Brazil's impeachment saga: six key moments

Protesters demonstrate against Brazil's current government in Rio de Janerio, Brazil, on March 30, 2016 (AFP Photo/Yasuyoshi Chiba) (AFP/File)

Brasília (AFP) - The impeachment battle against Brazilian President Dilma Rousseff has been waged in the streets, in Congress and in the courts.

These key dates track an often complex process that moves forward Monday with a vote in the lower house commission, then a decisive vote in the full lower house a week later.

December 2, 2015

Controversial lower house Speaker Eduardo Cunha formally opens the impeachment saga by accepting a petition from a group of lawyers.

They accuse Rousseff of having illegally juggled government accounts and taking loans in order to mask the depth of government shortfalls during her 2014 re-election.

Meanwhile, many politicians, including Cunha, are snared in criminal corruption probes linked to a vast embezzlement scheme at state oil company Petrobras.

March 16, 2016

The Supreme Court resolves technical issues that had been holding up impeachment proceedings and the battle gets under way.

March 17

The lower house of parliament forms a cross-party commission of 65 members to recommend whether impeachment should go ahead.

April 4

Against a backdrop of regular pro- and anti-Rousseff street protests, Brazil's solicitor general, Jose Eduardo Cardozo, makes final arguments before the commission in the president's defense.

He tells deputies that the charges do not amount to impeachable offenses and that the process is fueled by Cunha's "desire for revenge."

April 11

The commission was to vote on Monday, with only a simple majority needed either way.
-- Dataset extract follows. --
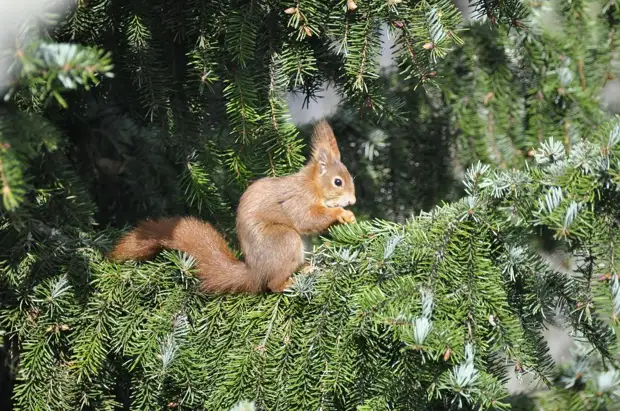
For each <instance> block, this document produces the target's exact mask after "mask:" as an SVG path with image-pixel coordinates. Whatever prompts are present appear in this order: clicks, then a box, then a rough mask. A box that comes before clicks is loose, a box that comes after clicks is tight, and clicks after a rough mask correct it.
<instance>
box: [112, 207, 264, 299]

The commission's rapporteur Jovair Arantes already recommended last week in favor and expectations were that the "yes" side would prevail.

April 17 or 18

The commission vote is non-binding but sets the tone for when the lower house of Congress meets a week later -- expected for either April 17 or 18 -- to issue a decisive ruling.

A two-thirds majority will be required there for an impeachment trial to open in the upper house. Anything less and the matter will be dropped.

If a trial starts in the Senate, then another two-thirds vote will be required for Rousseff to be removed from office. In the meantime, she would have to step aside and Vice President Michel Temer would take over.